This is a subject matter about which I admittedly know little. What advantage(s) can there be to use flat sheets instead of fitted ones. Will they (the flats) eventually go the way of the dinosaurs?
Possibly, but they’ve got the hotel industry using them, so I woudn’t count on them going out of buisness just yet.
The advantages of a flat sheet, according to a hotel housekeeper I know, is the fact that you don’t have to keep them in sets as you would a fitted sheet. When it’s time to change the bed, all a maid has to do is grab two sheets off of the pile without worrying if she has a “top sheet” and a “bottom sheet.” If you tuck the bottom (flat) sheet securely beneath the mattress, the flat sheet should stay in place just as well as a fitted one.

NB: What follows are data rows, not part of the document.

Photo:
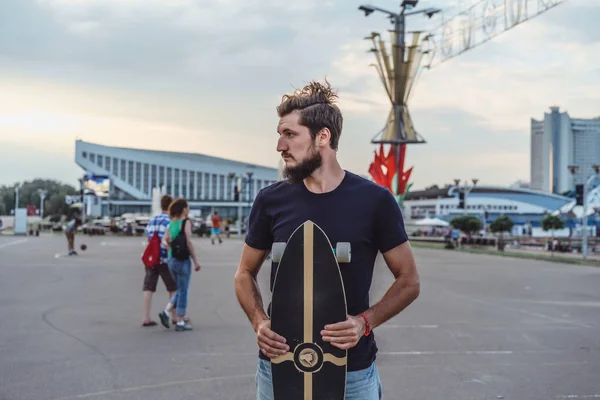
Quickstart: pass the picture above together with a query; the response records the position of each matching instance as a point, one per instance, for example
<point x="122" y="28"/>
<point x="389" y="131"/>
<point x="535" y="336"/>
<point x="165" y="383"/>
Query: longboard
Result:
<point x="308" y="293"/>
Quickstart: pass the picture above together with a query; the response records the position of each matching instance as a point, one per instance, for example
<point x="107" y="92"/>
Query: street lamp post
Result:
<point x="249" y="173"/>
<point x="586" y="186"/>
<point x="42" y="198"/>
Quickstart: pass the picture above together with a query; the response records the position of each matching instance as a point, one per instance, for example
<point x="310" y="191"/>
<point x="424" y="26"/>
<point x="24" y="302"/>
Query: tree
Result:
<point x="501" y="224"/>
<point x="468" y="224"/>
<point x="550" y="223"/>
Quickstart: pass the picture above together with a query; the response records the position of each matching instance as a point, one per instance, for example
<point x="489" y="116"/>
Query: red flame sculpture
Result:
<point x="383" y="169"/>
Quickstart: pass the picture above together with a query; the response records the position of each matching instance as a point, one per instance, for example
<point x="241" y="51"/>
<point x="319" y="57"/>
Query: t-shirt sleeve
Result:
<point x="389" y="223"/>
<point x="259" y="234"/>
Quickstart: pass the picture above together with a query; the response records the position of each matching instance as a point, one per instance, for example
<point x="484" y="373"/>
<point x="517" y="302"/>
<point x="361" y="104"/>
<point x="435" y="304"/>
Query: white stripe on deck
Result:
<point x="13" y="243"/>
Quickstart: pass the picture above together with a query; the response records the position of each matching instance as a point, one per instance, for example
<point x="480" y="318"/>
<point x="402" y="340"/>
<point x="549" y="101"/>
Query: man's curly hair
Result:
<point x="316" y="103"/>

Another plus for flat sheets, especially in hotel or other high use situations, is that you can have stacks and stacks of them neatly folded. A fitted sheet doesn’t fold as easily.
I’m a little perplexed here - you seem to be assuming that most people use only one sheet per bed and that it goes on the bottom. I’m a two sheet kind of person (but never 3 sheets to the wind these days) - a fitted on the bottom and a flat on the top. It makes it much easier to get between the sheets that way.
Actually, they all used to be flat, back in the days when my granny was stitching her own. Fitted sheets only became possible when people stopped making their own mattresses and started buying them and mattress sizes became standardized.
Besides, we can’t get rid of flat sheets - what would our ghosts do? I doubt I’d be very scared by an apparition wearing a fitted sheet.
(Oh dear, I’ve said “mattress” too many times. I have to go stand in the tea chest until Mr. Lambert recovers.)
Hotel and institutional sheets are washed frequently, and usually at high temperatures to kill germs. The elastic in fitted sheets would die long before the cloth in this situation, so flat sheets also have the advantage of being longer-lasting.
Precisely. Frankly, when I did the OP, I did not even think of the top sheet. I use a fitted sheet and a top spread. That said, the points made about hotels are quite valid.
To some lesser degree people like myself will continue to buy flat sheets because we dislike the way fitted sheets actually “fit” the bed. I am a hospital-corners kind of person and dislike how standard fitted sheets tend to crease and wrinkle as I sleep. Of course fitted sheets are less labor intensive so most people seem to just buy the fitted kind, to the point where i have a hard time finding standard bottom sheets in many stores (at least in a decent thread count and color variety).
I actually had to mail order my last set and managed to get some 300ct Egyptian cotton sheet sets in bone and pale vermillion for under $100 for each set so I totally lucked out.